The team, led by Liang-shi Li at Indiana University (IU) with researchers from Nanchang University and the University of Science and Technology of China, used a nanographene-rhenium complex connected via an organic compound known as bipyridine to trigger a highly efficient reaction that converts carbon dioxide to carbon monoxide.
"If you can create an efficient enough molecule for this reaction, it will produce energy that is free and storable in the form of fuels," said Li, associate professor in the IU Bloomington College of Arts and Sciences' Department of Chemistry. "This study is a major leap in that direction. The ability to efficiently and exclusively create carbon monoxide is significant due to the molecule's versatility. This is also a way to store energy as a carbon-neutral fuel since you're not putting any more carbon back into the atmosphere than you already removed. You're simply re-releasing the solar power you used to make it."
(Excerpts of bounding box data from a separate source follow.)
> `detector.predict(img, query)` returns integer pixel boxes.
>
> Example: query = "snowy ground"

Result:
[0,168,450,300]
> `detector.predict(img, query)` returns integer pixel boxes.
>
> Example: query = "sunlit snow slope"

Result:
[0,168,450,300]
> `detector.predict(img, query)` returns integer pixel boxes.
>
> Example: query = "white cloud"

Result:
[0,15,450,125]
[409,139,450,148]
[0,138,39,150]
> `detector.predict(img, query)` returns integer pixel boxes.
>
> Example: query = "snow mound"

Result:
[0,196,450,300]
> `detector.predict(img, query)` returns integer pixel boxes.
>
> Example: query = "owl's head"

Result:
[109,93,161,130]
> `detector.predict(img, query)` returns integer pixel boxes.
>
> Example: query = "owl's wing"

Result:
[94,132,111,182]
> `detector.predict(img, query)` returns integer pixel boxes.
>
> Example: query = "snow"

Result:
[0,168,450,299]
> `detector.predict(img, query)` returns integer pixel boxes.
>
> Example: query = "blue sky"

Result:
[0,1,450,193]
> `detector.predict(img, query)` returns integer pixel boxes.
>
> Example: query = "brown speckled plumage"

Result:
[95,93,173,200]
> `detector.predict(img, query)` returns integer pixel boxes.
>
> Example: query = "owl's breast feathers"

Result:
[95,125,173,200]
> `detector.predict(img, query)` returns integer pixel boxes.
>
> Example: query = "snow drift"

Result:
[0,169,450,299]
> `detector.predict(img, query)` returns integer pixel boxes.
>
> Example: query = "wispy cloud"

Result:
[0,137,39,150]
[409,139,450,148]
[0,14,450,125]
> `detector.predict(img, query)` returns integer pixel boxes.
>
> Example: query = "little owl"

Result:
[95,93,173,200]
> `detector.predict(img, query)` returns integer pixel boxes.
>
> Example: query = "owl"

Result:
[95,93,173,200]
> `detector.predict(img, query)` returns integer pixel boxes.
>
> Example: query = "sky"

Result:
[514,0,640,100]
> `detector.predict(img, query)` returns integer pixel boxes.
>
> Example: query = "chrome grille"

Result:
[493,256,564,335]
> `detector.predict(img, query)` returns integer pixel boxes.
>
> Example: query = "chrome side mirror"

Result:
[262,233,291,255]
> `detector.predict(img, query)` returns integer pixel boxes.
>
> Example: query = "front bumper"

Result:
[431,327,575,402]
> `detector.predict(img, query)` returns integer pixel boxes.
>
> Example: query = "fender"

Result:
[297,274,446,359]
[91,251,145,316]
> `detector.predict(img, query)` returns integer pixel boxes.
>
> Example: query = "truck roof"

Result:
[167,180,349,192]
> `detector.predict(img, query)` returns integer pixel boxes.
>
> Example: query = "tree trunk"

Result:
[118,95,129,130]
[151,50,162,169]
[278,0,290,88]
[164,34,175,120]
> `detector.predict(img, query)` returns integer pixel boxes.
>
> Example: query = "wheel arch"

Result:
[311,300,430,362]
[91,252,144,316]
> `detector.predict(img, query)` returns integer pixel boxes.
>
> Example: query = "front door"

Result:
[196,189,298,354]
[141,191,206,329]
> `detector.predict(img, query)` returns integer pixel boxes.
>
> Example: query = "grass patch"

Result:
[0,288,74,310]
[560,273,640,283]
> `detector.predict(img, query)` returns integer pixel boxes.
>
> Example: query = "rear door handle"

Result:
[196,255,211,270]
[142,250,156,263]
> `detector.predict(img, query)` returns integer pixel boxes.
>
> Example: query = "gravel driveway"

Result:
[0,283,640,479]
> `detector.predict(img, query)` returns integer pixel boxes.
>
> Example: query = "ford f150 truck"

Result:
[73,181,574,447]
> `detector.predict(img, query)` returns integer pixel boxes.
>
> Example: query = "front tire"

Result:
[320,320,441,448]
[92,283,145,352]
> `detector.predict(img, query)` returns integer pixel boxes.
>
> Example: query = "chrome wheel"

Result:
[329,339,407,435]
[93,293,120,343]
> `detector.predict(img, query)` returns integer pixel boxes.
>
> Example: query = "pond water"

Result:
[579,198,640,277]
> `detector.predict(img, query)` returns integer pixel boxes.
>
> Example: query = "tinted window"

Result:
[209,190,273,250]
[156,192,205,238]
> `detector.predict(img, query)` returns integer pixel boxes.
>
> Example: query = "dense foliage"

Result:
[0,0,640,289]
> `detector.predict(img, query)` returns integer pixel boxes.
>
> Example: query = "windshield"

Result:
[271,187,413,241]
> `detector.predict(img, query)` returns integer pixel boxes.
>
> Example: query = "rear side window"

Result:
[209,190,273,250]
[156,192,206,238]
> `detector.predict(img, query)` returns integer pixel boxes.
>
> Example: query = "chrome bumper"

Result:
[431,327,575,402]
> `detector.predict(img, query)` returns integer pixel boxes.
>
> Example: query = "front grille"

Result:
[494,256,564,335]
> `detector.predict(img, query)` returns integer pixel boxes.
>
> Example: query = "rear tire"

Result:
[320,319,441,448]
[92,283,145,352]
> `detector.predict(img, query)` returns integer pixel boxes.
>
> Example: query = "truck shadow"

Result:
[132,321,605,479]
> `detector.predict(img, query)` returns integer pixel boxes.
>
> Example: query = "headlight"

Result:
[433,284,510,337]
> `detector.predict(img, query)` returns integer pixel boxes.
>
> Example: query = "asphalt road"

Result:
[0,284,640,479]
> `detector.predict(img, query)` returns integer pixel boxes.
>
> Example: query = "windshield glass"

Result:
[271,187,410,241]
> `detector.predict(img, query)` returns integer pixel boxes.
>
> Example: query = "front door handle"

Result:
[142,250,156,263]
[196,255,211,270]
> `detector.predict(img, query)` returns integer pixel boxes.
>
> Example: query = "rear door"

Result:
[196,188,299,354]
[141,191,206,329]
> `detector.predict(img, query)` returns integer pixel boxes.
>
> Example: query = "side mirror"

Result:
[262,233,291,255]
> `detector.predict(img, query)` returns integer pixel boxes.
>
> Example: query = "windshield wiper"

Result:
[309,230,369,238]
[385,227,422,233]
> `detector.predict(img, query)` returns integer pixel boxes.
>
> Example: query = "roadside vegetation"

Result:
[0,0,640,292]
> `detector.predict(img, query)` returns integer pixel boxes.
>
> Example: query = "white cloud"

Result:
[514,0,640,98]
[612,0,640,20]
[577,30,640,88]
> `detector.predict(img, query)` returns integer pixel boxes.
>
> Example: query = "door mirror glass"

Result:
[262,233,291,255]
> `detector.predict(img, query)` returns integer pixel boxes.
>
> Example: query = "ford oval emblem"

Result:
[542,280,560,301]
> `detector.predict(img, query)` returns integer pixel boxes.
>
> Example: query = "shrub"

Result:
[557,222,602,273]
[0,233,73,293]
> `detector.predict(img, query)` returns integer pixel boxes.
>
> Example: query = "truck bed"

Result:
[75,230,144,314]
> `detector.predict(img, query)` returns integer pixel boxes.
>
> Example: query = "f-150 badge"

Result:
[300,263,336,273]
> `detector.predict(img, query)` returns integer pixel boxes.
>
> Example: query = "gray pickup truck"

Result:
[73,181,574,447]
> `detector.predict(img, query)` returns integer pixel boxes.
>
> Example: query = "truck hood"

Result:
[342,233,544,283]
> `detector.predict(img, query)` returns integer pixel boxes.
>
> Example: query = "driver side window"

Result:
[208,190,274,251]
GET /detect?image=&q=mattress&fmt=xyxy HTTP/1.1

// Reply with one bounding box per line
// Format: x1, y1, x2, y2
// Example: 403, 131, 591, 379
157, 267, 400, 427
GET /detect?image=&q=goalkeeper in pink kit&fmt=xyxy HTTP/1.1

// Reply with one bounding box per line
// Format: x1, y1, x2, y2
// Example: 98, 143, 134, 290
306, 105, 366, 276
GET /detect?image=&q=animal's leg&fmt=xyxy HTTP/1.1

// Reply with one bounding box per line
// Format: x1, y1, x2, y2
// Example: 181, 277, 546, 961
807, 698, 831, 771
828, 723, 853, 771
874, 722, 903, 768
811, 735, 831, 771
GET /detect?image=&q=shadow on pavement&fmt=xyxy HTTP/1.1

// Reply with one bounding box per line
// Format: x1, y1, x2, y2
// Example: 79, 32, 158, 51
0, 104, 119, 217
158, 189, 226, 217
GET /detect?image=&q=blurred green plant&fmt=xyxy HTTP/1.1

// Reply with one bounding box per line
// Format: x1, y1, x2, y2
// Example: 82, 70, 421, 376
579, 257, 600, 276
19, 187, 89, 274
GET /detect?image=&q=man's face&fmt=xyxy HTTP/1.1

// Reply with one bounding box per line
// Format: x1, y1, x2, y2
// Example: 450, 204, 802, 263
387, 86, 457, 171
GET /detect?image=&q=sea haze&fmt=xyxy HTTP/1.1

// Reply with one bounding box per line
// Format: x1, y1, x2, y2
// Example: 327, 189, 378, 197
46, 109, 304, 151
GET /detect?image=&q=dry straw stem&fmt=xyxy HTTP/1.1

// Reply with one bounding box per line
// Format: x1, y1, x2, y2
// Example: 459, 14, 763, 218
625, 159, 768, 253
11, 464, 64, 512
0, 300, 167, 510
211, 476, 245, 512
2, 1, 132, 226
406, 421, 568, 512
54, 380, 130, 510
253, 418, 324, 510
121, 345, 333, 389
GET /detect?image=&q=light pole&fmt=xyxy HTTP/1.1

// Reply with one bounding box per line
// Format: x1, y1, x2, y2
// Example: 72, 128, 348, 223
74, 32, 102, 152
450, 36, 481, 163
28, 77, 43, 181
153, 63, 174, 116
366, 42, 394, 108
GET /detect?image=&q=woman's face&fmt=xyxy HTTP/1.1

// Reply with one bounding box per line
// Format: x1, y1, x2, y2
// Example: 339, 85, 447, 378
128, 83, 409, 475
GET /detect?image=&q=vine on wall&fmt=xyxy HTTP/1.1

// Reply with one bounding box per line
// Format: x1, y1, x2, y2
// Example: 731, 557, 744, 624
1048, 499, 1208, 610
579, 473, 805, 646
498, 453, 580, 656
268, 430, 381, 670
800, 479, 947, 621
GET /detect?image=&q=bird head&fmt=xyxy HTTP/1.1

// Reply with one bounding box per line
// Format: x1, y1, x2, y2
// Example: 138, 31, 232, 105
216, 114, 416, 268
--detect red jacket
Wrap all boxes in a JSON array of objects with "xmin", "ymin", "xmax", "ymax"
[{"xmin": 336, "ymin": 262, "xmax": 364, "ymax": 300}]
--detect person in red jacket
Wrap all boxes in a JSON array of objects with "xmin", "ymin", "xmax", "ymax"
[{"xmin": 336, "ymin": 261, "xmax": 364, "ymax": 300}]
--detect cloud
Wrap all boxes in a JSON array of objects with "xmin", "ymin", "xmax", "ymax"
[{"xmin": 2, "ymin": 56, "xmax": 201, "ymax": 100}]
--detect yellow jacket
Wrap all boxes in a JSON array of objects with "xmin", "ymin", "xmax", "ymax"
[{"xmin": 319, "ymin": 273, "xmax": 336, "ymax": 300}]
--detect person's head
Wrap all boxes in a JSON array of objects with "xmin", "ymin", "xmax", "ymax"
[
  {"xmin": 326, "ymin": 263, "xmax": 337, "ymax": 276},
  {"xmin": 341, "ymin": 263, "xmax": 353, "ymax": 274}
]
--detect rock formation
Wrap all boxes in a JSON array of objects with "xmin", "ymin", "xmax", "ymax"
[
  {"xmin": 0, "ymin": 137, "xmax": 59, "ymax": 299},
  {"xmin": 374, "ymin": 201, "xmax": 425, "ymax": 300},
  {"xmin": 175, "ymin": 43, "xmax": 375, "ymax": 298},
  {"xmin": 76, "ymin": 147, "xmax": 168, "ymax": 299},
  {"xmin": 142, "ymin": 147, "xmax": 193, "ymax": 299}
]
The bipyridine-metal complexes have long been studied to reduce carbon dioxide to carbon monoxide with sunlight but these molecules can use only a tiny sliver of the light in sunlight, primarily in the ultraviolet range, which is invisible to the naked eye. In contrast, the molecule developed at IU takes advantage of the light-absorption nanographene to create a reaction that uses sunlight in the wavelength up to 600 nm, a larger portion of the visible light spectrum.